The 372-page report presented to parliament on Thursday is the result of six months of investigation by a multi-party commission.
The document is, according to centrist daily paper Le Monde, "a long story of remarkable strategic errors, of warnings unheeded, of chances missed, short-term thinking, unfounded assumptions, risky bets, and regulatory and legislative smoke screens."
"Today, France has its back to the wall" in terms of energy provision, according to two of the commission members, Antoine Armand of the Renaissance group, and Raphaël Schellenberger of the right-wing Republicans.
The commission spent 150 hours interviewing experts, scientists, business leaders, senior civil servants, former government ministers and two ex-presidents, Nicolas Sarkozy and François Hollande.
Over the six months, says Antoine Armand, "we went from incomprehension to surprise to consternation".
A sector stuck in the past
The facts are, indeed, sobering. The French energy mix has hardly evolved in three decades.
The country was producing 87 percent of its electricity from non-carbon sources in 2022, but has failed to capitalise on that huge lead in the global race to leave fossil fuels behind.
The report found that when France should have been investing in the solar and wind sectors, both for electricity production and to sell French technology worldwide, a series of political failures left the door open to the Chinese, who are now globally dominant.

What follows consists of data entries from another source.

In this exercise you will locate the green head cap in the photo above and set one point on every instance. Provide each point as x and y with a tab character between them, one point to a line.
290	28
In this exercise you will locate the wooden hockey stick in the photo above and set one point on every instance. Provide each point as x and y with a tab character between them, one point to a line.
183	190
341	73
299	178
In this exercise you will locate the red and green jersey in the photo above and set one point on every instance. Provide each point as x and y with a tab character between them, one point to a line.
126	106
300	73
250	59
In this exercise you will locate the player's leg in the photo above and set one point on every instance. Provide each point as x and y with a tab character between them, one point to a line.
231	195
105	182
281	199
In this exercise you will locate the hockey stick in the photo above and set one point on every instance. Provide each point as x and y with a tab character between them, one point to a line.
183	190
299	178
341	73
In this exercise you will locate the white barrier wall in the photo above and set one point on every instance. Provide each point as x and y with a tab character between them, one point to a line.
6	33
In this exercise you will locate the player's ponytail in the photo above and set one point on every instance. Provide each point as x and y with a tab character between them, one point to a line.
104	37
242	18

The development of the nuclear sector was slowed under the Hollande presidency in reaction to the Fukushima disaster in 2011.
Today that sector, supposed to provide 70 percent of the nation's electricity, is producing two-thirds less than in 2005, because 32 of France's 56 reactors are closed for esential but time-consuming maintenance.
The pressurised water fiasco
Worse, the French nuclear industry has lost its world-leader status because of the delays and failures associated with the next generation of reactors.
The commission clearly says that the move to build the so-called pressurised water nuclear plants was ill-judged, since neither the technology nor the design had been finalised. The Flamanville 3 unit is now 12 years behind schedule and billions of euros over-budget.
The report says not enough effort was made to prepare for extending the useful lives of France's nuclear reactors, despite the fact that everyone knew they were approaching their sell-by dates.
The commission makes 30 propositions, the most significant being the call for the establishment of legislation to oversee energy and climate requirement over the next 30 years.
This law would take account of probable energy requirements, in the light of environmental imperatives, and would include the obligation for strict supervision by parliament and various expert institutions.